Salí de la cocina y regresé a la sala con la intención de descubrirlo. Sin embargo, mi rodilla flaqueó al escucharla murmurar:

—Tengo que buscarte, James.

El corazón me galopó en el pecho y solté el aire a través de los labios. Ella se removió en el sillón y percibí el gemido quedo. Tenía dolor. Ansié acercarme para levantarla en brazos y recostarla en mi cama. También la cubriría con la manta para que no tuviera frío, pero me sentía paralizado, incapaz de tomar una decisión.

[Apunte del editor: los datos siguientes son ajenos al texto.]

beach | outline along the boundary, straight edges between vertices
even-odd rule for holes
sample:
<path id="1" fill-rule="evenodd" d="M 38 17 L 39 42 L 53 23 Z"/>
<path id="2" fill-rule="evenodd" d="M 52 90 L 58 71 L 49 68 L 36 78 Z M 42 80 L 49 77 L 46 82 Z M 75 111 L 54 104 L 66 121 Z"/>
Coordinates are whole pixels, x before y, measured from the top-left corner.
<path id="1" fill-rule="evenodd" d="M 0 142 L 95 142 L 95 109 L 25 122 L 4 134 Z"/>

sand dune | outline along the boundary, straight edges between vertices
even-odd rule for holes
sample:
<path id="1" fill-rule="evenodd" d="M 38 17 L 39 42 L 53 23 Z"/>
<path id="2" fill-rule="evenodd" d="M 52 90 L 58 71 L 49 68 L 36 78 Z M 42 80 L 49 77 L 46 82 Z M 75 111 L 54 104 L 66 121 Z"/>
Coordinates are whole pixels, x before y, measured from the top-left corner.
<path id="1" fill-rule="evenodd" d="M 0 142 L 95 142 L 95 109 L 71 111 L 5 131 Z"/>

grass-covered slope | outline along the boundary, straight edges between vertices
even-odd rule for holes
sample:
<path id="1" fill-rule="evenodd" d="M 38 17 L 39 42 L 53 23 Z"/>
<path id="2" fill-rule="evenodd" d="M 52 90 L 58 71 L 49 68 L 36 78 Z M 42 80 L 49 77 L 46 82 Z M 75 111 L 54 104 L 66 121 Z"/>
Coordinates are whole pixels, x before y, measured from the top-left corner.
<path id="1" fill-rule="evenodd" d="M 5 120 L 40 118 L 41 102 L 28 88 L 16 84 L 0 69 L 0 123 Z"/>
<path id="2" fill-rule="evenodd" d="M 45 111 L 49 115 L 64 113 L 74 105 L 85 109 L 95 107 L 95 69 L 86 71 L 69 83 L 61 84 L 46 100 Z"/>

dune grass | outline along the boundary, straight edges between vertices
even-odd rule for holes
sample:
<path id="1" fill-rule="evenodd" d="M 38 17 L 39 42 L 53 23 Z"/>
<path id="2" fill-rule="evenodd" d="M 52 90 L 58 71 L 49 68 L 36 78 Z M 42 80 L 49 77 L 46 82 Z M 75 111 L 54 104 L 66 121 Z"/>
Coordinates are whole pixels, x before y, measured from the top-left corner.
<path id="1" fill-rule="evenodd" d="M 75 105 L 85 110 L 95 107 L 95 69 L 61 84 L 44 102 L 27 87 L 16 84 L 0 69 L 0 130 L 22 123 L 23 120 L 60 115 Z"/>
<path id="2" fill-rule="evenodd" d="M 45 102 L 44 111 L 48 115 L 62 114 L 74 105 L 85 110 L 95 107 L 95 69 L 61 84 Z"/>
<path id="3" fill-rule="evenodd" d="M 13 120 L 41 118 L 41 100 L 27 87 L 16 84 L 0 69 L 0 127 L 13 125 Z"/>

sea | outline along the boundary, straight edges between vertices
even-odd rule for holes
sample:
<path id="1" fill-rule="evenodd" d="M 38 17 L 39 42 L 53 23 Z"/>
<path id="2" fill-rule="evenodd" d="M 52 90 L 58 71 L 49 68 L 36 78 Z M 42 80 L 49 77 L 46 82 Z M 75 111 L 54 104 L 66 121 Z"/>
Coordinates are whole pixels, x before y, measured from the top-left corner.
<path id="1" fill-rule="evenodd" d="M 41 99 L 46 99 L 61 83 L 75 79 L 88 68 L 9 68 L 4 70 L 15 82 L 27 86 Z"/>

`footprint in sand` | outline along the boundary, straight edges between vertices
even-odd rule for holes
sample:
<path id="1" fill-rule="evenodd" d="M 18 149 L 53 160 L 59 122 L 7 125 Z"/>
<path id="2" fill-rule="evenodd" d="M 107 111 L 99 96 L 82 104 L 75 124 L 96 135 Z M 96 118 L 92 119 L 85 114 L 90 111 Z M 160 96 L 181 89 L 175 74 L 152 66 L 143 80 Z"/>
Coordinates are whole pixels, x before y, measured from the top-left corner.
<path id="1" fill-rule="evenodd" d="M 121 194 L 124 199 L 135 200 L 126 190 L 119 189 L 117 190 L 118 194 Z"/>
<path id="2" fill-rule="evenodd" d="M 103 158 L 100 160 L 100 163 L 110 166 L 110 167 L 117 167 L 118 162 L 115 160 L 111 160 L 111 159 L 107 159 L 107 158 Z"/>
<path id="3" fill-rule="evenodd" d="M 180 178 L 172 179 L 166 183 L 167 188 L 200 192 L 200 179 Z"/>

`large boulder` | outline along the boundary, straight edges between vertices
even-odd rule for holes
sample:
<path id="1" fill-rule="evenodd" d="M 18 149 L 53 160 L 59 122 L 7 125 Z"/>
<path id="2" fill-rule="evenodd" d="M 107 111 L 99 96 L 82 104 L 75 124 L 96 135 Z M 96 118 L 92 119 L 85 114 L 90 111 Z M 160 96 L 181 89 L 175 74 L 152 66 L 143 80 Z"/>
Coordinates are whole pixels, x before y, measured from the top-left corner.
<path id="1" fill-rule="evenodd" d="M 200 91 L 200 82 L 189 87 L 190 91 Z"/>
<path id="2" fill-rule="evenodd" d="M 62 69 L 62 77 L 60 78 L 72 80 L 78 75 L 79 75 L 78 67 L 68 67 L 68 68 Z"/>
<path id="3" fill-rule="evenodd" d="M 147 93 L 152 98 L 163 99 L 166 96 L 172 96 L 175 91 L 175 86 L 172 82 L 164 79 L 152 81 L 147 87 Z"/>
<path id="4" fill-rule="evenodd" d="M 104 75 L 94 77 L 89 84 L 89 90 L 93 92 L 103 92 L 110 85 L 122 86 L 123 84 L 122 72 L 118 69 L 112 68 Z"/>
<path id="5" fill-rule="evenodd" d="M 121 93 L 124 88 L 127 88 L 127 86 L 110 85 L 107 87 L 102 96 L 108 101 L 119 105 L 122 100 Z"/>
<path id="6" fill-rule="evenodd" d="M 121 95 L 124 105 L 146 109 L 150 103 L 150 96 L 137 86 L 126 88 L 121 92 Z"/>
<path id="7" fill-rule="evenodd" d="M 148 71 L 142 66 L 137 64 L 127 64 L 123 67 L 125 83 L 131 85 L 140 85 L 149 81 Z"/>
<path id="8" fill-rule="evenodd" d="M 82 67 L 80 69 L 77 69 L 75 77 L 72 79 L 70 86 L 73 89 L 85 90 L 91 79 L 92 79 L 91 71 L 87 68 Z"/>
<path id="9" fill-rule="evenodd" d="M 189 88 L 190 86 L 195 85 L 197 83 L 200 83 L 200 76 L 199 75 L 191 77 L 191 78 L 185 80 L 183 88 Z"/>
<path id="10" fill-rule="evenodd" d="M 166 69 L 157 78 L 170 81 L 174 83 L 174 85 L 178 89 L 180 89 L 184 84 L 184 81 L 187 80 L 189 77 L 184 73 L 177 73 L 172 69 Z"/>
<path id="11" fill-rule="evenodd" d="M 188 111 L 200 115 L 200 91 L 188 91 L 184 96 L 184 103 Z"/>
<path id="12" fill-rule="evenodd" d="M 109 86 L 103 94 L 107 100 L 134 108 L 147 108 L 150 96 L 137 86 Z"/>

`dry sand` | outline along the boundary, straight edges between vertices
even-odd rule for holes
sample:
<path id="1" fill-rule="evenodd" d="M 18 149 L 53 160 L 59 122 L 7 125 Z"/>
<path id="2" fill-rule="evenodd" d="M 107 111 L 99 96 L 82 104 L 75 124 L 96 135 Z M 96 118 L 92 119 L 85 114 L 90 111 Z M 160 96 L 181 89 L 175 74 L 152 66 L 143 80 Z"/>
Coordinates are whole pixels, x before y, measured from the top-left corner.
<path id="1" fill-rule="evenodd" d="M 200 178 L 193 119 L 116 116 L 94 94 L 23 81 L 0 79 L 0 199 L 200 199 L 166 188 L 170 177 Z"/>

Al parecer, esas palabras lograron sacar a Joseph de su trance porque dijo:

—Anne la encontró en el bosque y corrió a buscarme.

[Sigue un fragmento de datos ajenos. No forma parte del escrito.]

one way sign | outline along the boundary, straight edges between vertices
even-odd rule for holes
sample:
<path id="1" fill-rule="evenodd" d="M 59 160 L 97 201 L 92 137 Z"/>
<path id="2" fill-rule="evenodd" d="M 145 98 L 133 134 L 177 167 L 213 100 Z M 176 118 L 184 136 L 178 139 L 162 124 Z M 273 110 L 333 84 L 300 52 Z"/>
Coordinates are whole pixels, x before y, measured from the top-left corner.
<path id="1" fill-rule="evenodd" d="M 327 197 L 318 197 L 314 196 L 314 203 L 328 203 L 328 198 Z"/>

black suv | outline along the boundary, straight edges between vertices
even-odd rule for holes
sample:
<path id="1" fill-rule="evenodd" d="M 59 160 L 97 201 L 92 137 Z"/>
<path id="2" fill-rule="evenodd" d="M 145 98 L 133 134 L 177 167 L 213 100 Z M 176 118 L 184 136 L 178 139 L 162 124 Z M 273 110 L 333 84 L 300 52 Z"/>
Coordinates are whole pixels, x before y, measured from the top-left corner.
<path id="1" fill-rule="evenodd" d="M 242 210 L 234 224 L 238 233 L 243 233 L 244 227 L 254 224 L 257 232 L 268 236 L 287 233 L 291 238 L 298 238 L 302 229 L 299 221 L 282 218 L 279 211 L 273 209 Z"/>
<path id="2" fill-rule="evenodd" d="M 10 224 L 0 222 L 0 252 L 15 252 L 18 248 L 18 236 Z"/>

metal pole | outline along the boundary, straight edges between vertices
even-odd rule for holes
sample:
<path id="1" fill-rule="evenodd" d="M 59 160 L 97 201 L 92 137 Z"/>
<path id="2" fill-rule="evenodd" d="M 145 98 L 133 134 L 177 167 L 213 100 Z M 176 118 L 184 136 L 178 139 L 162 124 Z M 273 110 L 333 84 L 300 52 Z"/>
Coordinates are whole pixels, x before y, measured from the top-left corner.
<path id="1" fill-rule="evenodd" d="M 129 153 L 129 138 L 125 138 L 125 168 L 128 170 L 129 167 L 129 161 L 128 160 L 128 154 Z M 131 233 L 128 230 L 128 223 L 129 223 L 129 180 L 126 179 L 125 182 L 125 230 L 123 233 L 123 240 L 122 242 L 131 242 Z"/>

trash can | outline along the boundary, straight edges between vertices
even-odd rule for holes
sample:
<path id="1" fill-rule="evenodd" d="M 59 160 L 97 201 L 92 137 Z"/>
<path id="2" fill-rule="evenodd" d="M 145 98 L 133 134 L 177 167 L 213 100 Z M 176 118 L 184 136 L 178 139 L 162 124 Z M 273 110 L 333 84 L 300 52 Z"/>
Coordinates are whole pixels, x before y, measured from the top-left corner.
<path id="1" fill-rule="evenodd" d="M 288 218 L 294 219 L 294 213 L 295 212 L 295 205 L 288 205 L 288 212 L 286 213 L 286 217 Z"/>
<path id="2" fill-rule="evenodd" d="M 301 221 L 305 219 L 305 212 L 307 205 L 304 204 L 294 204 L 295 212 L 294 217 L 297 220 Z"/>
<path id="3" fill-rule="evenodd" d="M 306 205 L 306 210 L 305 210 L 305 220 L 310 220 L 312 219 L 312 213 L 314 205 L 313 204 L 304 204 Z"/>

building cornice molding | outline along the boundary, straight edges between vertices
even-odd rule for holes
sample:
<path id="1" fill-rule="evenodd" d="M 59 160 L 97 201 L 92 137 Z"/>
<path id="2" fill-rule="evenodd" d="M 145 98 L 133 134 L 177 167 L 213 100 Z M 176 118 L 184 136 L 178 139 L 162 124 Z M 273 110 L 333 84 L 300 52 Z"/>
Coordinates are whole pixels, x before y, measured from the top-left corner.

Asentí y me tragué el nudo en la garganta.

—¿Alguien te vio?

Él negó con la cabeza en repetidas ocasiones.

—No, señor. —Levantó un dedo incierto y la señaló—. ¿Co-cómo es esto posible?

—No lo sé, Joseph. No lo sé. —Resoplé.

—Usted dijo que estaba muerta. La enterramos. —Me apoyé en una esquina con las manos dentro de los bolsillos y él guardó silencio unos minutos. Era evidente que intentaba comprender—. ¿Puede ser esa enfermedad? En mi pueblo hubo un caso. La campana sonó tres días después.

Entrecerré los ojos, pues me costó entender a qué se refería.

—¿Catalepsia? —Me jaloneé el cabello.

—Algo así dijo el pastor del pueblo. Iré a la tumba.

Asentí. Sin embargo, era imposible. No con la cantidad de sangre que ella perdió. Nadie sobreviviría a ese tipo de herida.

Cuando él salió de la casa, permanecí inmóvil durante largos minutos. Entonces bajé la cabeza y aspiré profundo en un intento de calmar las sacudidas en mi cuerpo.

Al levantarla, me percaté de que ella sostenía algo entre las manos, las cuales estaban sobre su corazón. Con pasos inciertos me acerqué, extendí la mano, si bien al instante la dejé caer. Era imposible. «Sard!». No estaba loco, ese hombre la mató, lo hizo frente a mí. Caí de rodillas en una especie de trance y permití que mi frente se apoyara en la suya. Reconocí la piel suave y delicada con mis labios e inhalé profundo mientras me deslizaba a través de su rostro hasta el hueco entre el cuello y hombro. El olor fue tan familiar que me aferré a ella. Los borbotones de lágrimas le salpicaban el rostro, cabello y vestimenta. «Estaba allí, sabía que era ella».